La clé d’un raisonnement axé sur une mission consiste à identifier les trajectoires technologiques vers la réussite, ainsi que les mesures politiques et financements nécessaires sur ces voies. Bien entendu, toutes les étapes du chemin ne peuvent être connues dès le départ. La NASA a dû innover à chaque étape de la mission sur le Lune, et les ingénieurs travailler intensément et brillamment pour concevoir de nouvelles technologies permettant de surmonter les obstacles. Pour autant, dès la fin de l’année 1962, les principales étapes de la mission étaient déjà définies par la NASA.
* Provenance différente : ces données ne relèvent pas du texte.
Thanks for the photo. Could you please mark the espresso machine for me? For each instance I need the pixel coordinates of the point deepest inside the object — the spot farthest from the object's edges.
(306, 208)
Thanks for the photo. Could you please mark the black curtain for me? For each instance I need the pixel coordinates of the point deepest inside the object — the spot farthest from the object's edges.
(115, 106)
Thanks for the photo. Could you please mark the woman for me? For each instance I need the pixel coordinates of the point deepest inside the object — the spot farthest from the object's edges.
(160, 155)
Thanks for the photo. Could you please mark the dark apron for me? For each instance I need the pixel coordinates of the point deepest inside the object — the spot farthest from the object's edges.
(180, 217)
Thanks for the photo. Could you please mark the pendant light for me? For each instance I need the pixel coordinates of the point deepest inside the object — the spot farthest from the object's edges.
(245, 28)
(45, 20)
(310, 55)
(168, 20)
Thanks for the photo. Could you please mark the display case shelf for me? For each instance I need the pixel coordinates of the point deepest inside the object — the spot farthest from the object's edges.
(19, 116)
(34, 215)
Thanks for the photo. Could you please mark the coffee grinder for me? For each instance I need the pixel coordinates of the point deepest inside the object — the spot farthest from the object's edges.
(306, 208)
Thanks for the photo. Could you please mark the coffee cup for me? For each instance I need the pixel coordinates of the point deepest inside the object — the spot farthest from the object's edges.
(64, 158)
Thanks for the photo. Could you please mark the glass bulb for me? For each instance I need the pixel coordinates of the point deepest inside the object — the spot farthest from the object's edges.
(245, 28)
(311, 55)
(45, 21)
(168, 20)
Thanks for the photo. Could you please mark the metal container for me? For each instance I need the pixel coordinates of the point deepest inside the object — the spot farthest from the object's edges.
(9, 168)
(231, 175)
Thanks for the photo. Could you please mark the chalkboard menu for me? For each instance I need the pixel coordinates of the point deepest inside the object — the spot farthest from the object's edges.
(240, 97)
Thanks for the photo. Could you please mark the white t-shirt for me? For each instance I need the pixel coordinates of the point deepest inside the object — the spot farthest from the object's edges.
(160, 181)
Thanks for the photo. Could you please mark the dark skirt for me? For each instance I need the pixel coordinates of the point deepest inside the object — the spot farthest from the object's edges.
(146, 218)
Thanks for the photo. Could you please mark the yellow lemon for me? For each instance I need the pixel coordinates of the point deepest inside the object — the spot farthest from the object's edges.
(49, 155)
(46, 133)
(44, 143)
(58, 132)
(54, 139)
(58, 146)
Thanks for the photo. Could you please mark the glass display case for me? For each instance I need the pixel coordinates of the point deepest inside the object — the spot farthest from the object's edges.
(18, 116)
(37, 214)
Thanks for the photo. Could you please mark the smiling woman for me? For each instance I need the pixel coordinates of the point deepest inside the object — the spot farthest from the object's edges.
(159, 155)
De la même manière, plusieurs inconnues critiques demeurent concernant la transition énergétique d’ici 2050, telles que les meilleures solutions zéro carbone à adopter pour l’aviation, le transport maritime, la sidérurgie, et plusieurs autres industries lourdes. Mais pour chaque problème difficile, plusieurs solutions existent, qui peuvent être explorées via une recherche et développement ciblée. De même, nous avons encore beaucoup à apprendre quant à la meilleure manière d’utiliser les nouvelles technologies digitales pour lutter contre l’extrême pauvreté (ODD 1), garantir une couverture santé pour tous (ODD 3), et assurer un accès universel à l’éducation (ODD 4). De nombreux projets pilotes prometteurs sont néanmoins en cours à travers le monde.
L’année à venir peut ainsi marquer une rupture pour la planète, une issue positive après les morts et le désespoir de 2020. Avec l’intensification des mesures de santé publique partout dans le monde, sur le modèle des réussites des pays d’Asie-Pacifique, et grâce à l’arrivée des vaccins, le contrôle sur la pandémie peut être rétabli, ouvrant ainsi la voie à un nouveau départ en direction du développement durable.
Trois rassemblement majeurs de l’ONU auront lieu en 2021 – sur la préservation de la biodiversité (à Kunming en Chine, au mois de mai), sur les systèmes alimentaires (au siège des Nations Unies en septembre), et sur le climat (à Glasgow en novembre). Autant d’opportunités d’amorcer l’audacieuse mission de notre génération autour du développement durable. Pour saisir ces opportunités, les gouvernements, universitaires et entreprises du monde entier devront travailler ensemble intensément au cours des prochains mois, afin de tracer les trajectoires vers cet avenir auquel nous aspirons tant, et dont nous avons tant besoin.